Schröder • Quand l’idole du PS défend Merkel
Il est l’idole de la social-démocratie française : François Hollande avait loué son bilan à la tête de l’Allemagne, le 5 décembre 2011, au congrès du parti social-démocrate allemand, en clamant haut et fort «vous avez fait des réformes importantes ici en Allemagne. En France, elles ont trop tardé ». Le 27 septembre dernier, Jean-Marc Ayrault déclarait même sur France 2 : « Schröder a eu besoin de deux mandats pour faire ses réformes, nous le ferons dès maintenant ! ».
Mais il est aussi l’idole de la droite française: Nicolas Sarkozy déclarait ouvertement quand il était président s’inspirer de lui en matière de réforme, ou plutôt de liquidation méthodique, de la Sécurité Sociale et des protections collectives sur le marché du travail… et il le lui a bien rendu, en saluant ses réformes « dans la bonne direction, mais peut-être insuffisantes » !
Lui ? C’est Gerhard Schröder.
Sa dernière lubie, dans un entretien au Spiegel le 31 mars: Prendre la défense d’Angela Merkel sur sa gestion de la crise européenne !
Il y déclare sans sourciller : « Merkel ne refuse pas le leadership, mais l’exerce de manière retenue, je trouve cela bien » Et la brutalité et du cynisme vis-à-vis des Etats du Sud de l’Europe ? Et la réduction de Chypre et des autres parlements souverains à l’état de chambres d’enregistrement des diktats libéraux ? Pas un mot.

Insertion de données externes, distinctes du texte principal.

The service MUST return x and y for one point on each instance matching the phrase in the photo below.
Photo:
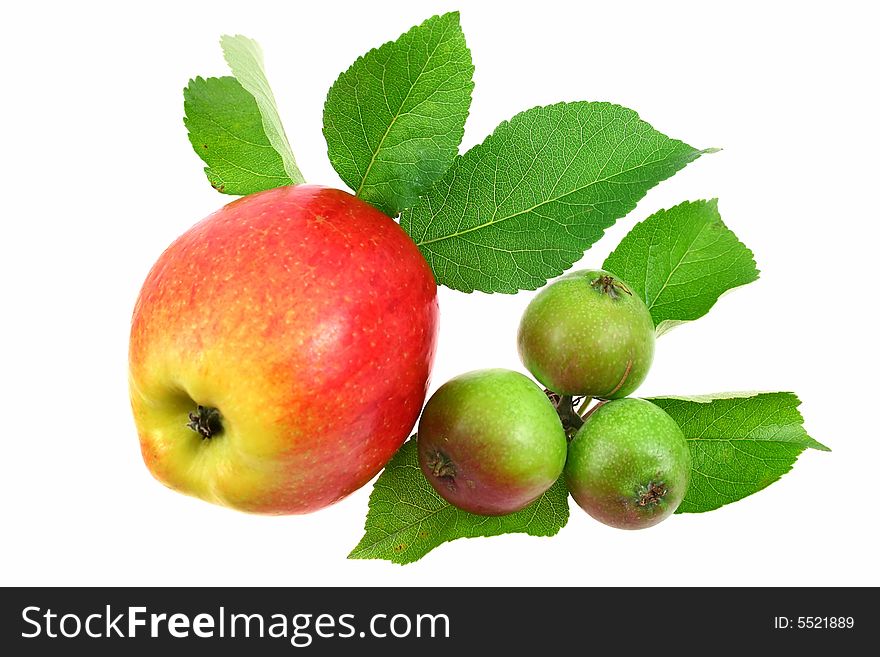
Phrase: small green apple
(587, 334)
(280, 351)
(490, 442)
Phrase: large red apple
(280, 351)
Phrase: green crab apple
(587, 334)
(280, 351)
(490, 442)
(629, 465)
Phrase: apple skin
(490, 442)
(308, 319)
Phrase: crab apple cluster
(492, 441)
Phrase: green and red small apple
(280, 351)
(629, 464)
(490, 442)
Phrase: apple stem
(610, 286)
(571, 420)
(205, 422)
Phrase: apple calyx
(565, 408)
(442, 467)
(610, 286)
(205, 422)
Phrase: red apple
(280, 351)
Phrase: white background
(98, 177)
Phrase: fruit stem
(610, 286)
(205, 422)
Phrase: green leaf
(525, 204)
(681, 260)
(226, 130)
(245, 60)
(394, 120)
(407, 518)
(739, 444)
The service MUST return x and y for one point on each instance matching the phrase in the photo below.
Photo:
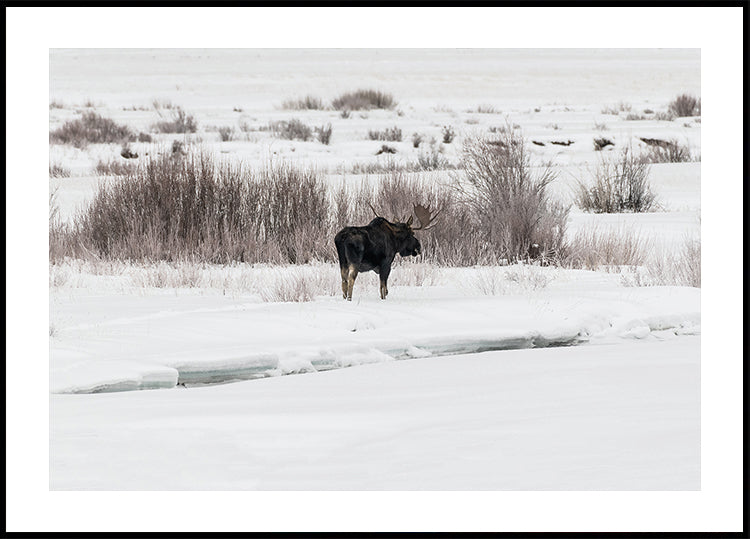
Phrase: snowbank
(622, 416)
(114, 342)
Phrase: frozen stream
(622, 416)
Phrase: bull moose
(374, 246)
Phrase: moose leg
(384, 272)
(350, 282)
(345, 280)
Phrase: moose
(374, 246)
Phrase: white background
(31, 32)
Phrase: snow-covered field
(497, 378)
(621, 416)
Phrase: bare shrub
(324, 133)
(226, 133)
(488, 281)
(181, 122)
(58, 171)
(601, 143)
(448, 134)
(195, 208)
(364, 100)
(664, 116)
(617, 109)
(594, 249)
(455, 241)
(293, 129)
(618, 186)
(384, 148)
(509, 198)
(168, 275)
(159, 104)
(685, 105)
(390, 134)
(485, 108)
(308, 102)
(298, 284)
(671, 152)
(529, 277)
(433, 159)
(91, 128)
(114, 167)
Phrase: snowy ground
(619, 416)
(447, 389)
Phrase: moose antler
(425, 217)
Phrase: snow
(507, 378)
(621, 416)
(111, 341)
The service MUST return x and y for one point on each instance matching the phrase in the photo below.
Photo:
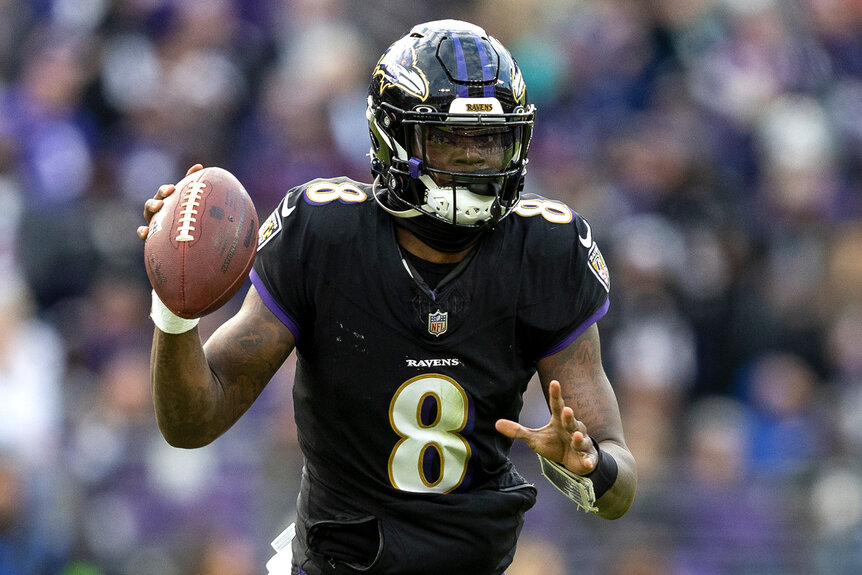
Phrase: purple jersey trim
(273, 306)
(581, 329)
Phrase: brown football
(201, 245)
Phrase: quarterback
(419, 305)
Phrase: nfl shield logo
(438, 322)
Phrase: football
(201, 245)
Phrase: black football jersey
(398, 386)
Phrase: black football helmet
(450, 126)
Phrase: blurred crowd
(715, 146)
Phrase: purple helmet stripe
(486, 73)
(463, 89)
(270, 302)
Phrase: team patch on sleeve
(268, 229)
(599, 267)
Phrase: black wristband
(605, 473)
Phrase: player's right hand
(154, 204)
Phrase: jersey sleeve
(277, 273)
(569, 290)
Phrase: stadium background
(715, 145)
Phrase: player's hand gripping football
(564, 439)
(155, 203)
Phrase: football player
(420, 306)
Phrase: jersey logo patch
(438, 322)
(599, 268)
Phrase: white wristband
(168, 321)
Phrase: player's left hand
(564, 439)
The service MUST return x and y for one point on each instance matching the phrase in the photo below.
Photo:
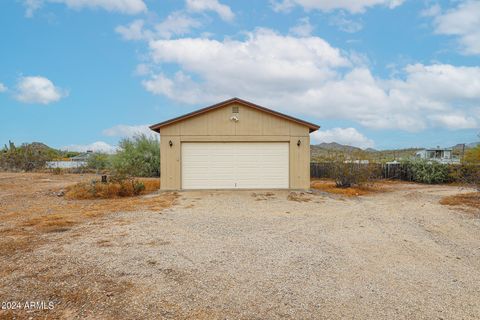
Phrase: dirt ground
(397, 254)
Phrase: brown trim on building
(311, 126)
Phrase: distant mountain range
(327, 150)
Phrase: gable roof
(311, 126)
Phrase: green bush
(99, 161)
(138, 156)
(347, 173)
(429, 172)
(27, 157)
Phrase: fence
(398, 171)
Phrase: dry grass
(30, 211)
(263, 196)
(126, 188)
(470, 200)
(30, 207)
(298, 197)
(355, 191)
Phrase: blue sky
(81, 74)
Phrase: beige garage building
(234, 144)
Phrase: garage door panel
(235, 165)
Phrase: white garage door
(234, 165)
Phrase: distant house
(235, 144)
(441, 155)
(78, 161)
(83, 156)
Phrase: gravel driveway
(230, 255)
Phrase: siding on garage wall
(216, 126)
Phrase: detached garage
(234, 144)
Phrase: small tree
(430, 172)
(138, 156)
(99, 161)
(353, 169)
(469, 172)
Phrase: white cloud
(99, 146)
(222, 10)
(353, 6)
(38, 90)
(134, 31)
(176, 23)
(345, 24)
(303, 28)
(456, 121)
(463, 22)
(128, 131)
(308, 76)
(432, 11)
(347, 136)
(122, 6)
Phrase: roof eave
(156, 127)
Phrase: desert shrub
(115, 188)
(56, 171)
(138, 156)
(98, 162)
(467, 173)
(27, 157)
(430, 172)
(349, 173)
(472, 156)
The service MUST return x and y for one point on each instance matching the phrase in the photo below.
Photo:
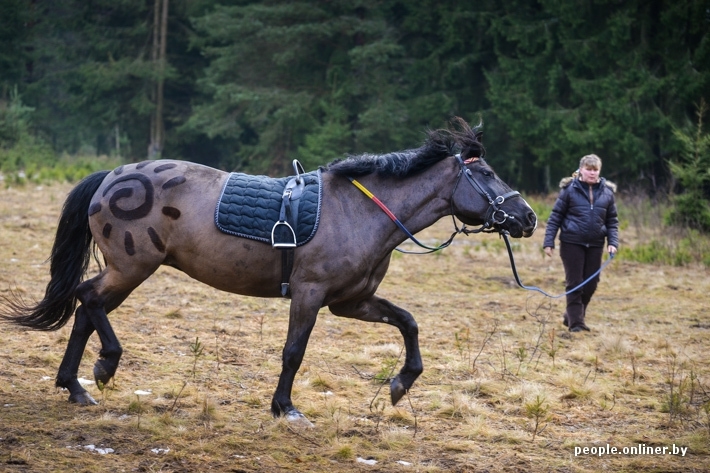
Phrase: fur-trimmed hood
(568, 180)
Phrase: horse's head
(482, 198)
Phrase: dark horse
(157, 213)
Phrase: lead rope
(535, 288)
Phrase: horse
(160, 212)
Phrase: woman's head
(591, 161)
(589, 168)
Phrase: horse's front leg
(376, 309)
(302, 318)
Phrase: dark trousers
(580, 262)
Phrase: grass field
(505, 387)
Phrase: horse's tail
(69, 261)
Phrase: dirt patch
(505, 388)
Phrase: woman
(585, 214)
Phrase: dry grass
(505, 388)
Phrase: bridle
(495, 215)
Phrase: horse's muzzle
(520, 227)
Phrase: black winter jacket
(581, 220)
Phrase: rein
(494, 215)
(504, 234)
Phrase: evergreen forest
(251, 85)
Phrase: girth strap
(283, 235)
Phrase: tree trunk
(158, 56)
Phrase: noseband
(495, 215)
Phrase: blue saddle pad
(250, 205)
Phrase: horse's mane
(460, 138)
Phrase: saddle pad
(250, 205)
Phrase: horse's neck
(418, 201)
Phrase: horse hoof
(83, 399)
(294, 417)
(101, 376)
(397, 390)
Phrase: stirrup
(291, 244)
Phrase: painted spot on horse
(175, 181)
(95, 208)
(164, 167)
(126, 192)
(155, 238)
(171, 212)
(128, 244)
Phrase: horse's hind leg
(67, 375)
(376, 309)
(91, 315)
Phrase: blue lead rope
(535, 288)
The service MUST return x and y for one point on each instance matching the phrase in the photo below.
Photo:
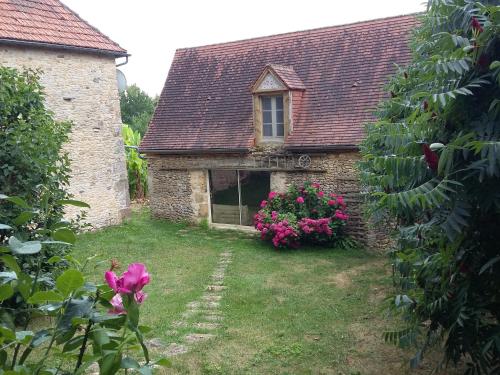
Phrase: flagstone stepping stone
(175, 349)
(179, 323)
(213, 318)
(208, 326)
(215, 288)
(211, 297)
(197, 337)
(155, 343)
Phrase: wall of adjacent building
(179, 188)
(81, 87)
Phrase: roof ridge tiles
(305, 31)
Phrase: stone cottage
(78, 66)
(236, 120)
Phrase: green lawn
(308, 311)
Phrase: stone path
(202, 317)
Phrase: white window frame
(274, 123)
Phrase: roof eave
(198, 151)
(20, 42)
(322, 148)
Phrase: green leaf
(73, 344)
(11, 263)
(17, 201)
(69, 281)
(6, 291)
(24, 336)
(23, 218)
(24, 248)
(24, 284)
(64, 235)
(73, 202)
(45, 296)
(164, 362)
(128, 362)
(100, 337)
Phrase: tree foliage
(137, 167)
(432, 163)
(137, 108)
(31, 156)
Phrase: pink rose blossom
(117, 304)
(140, 297)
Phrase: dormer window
(273, 92)
(273, 123)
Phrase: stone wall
(81, 87)
(179, 190)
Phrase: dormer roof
(275, 75)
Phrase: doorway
(236, 195)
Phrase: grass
(308, 311)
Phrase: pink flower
(476, 25)
(140, 297)
(117, 304)
(134, 279)
(111, 279)
(274, 215)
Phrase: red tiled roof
(49, 22)
(206, 103)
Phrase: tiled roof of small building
(49, 22)
(206, 103)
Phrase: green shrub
(432, 161)
(305, 215)
(32, 160)
(137, 168)
(75, 323)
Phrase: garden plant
(69, 324)
(301, 215)
(137, 168)
(431, 164)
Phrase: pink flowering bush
(302, 215)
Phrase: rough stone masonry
(81, 87)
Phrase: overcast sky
(151, 30)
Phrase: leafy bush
(75, 323)
(137, 168)
(137, 108)
(432, 161)
(32, 160)
(305, 215)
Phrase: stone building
(78, 65)
(236, 120)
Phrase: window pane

Il y explique doctement que « l’Allemagne est appelée à jouer un rôle de meneur au sein de l’Union européenne, du fait de sa force économique et de son importance politique ».
Oublie-t-il le rôle crucial de l’Allemagne dans la crise des dettes souveraines ? La politique de l’Agenda 2010 qui a baissé les salaires réels allemands par rapport aux « concurrents » européens, ce qui a entraîné des pressions néfastes sur leur croissance et, par ce biais, sur leurs finances publiques ? Oublie-t-il qu’en même temps l’Allemagne leur interdisait d’exporter en retour, puisque sa demande globale stagnait?
Il y raconte même qu’il « en a fait l’apprentissage pendant [son] mandat, l’Allemagne qui dirige l’Europe, c’est comme des porcs épics qui s’embrassent, ça ne peut se faire qu’avec beaucoup de précautions ». Fait-il ici allusion au doigté de Merkel, à sa subtilité lorsqu’elle accuse de fainéantise les Grecs (qui travaillent bien plus que les Allemands) ? Ou à son gouvernement qui attaque les pays du « Club Med » ? Qui qualifie les habitants du Sud de l’Europe de fraudeurs pathologiques ? Multiplie les menaces d’exclusion de la zone euro ou de mise sous tutelle des budgets nationaux ?
Modèle politique historique de la social-démocratie, désormais modèle politique des conservateurs, et maintenant défenseur d’Angela Merkel : Gerhard Schröder n’en finit plus de tromper son monde. Son ralliement à l’impérialisme merkelien requiert une condamnation de la part de sociaux-démocrates qui se sont, d’ores et déjà, trop compromis avec son bilan désastreux. Loin d’être une source d’inspiration, Schröder est un problème pour la gauche. A-t-il oublié chez Gazprom que son parti social-démocrate présente un candidat contre Angela Merkel ?
La trajectoire idéologique de Gerhard Schröder est à l’image de celle de ses laudateurs. Tous font du Merkel. Tous défendent les positions de celle-ci partout en Europe. En la défendant en personne, Gerhard Schröder est soit un précurseur de ses pairs, soit un homme qui assume enfin sa ligne politique néolibérale et austéritaire. En tout état de cause, il contribue à brouiller le champ politique. Nous espérons que les militantes et militants de gauche ne se laisseront pas abuser par lui, qui montre la voie désolante d’une gauche percluse de reniements, dont l’unique projet de société consiste à se rallier à la vaste union sacrée de l’austéritarisme européen.